The Reserve Bank of Zimbabwe (RBZ) says 80% of monetary transactions will be through plastic money in five years as it moves to promote a cashless society.
BY TATIRA ZWINOIRA
In 2015, the value of mobile and internet-based transactions rose by 32% to $1,6 billion from $1,2 billion the previous year, according to central bank’s statistics.
RBZ governor John Mangudya told NewsDay recently that the central bank was putting policies in place which would instil confidence in order to reach that goal of a cashless society.
“Confidence is not tangible, it is felt so each time when we are trying to put in place policies, we are trying to increase confidence. Confidence is like trust, you need to earn it.

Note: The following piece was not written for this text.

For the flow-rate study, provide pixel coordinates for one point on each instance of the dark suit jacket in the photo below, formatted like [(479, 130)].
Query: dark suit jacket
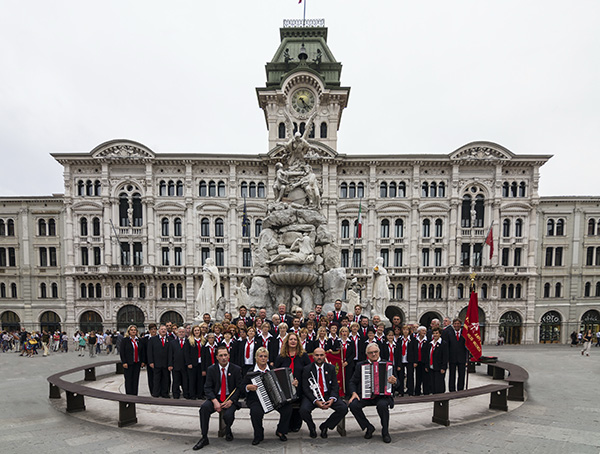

This is a continuous process, yes, the confidence in Zimbabwe has gone down but we are now trying to improve and rebuild on the little that is there to go forward with our lives,” Mangudya said.
“Our vision is that in the next five years this society should have changed to at least 80%, in terms of most of our transactions. Zimbabweans take time to change mainly because what they have gone through and we do sympathise with their situation.”
Plastic money is a generic term used mainly for all types of money represented by bank cards, credit cards, debit cards, smart cards and Visa cards among others.
The use of plastic money on automated teller machines or point-of-sale machines is dependent on the performance of the banking sector as well as the availability of funds.
Confederation of Zimbabwe Retailers president Denford Mutashu said the transaction time was a bit long for retailers to access funds from card-based transactions.
He said the reason why some retailers showed hesitancy in accepting debit cards was because it would take between 12 to 24 hours for retailers to have money in their accounts from the card-based transactions.
“We want efficiency with the banks to avoid transaction challenges”.
One of the challenges of using plastic money is that it can lead to increased borrowing which adversely increases the individual or corporate debt of the borrower.
Financial securities expert Persistence Gwanyanya said plastic money would help to reduce the effect of the liquidity shortages although there was reluctance on the use of credit cards from banks.
“In Zimbabwe, there has been a limited use of credit cards because of the banks’ reluctance to lend. Preloaded cards are common in Zimbabwe and these are mainly used to facilitate in transactions.
Their acceptance will see increasing flow of money into the formal banking system, which will alleviate liquidity problems,” Gwanyanya said.
“The use of plastic money largely entails keeping more money in the banks. Therefore safety of plastic money largely depends on the soundness of the banking system. Zimbabwe’s banking system is now fairly safe and sound despite vulnerabilities at other few small banks.”
He said Zimbabwe needed a cashless society more than all other countries in the world “because of the country’s inability to print money”.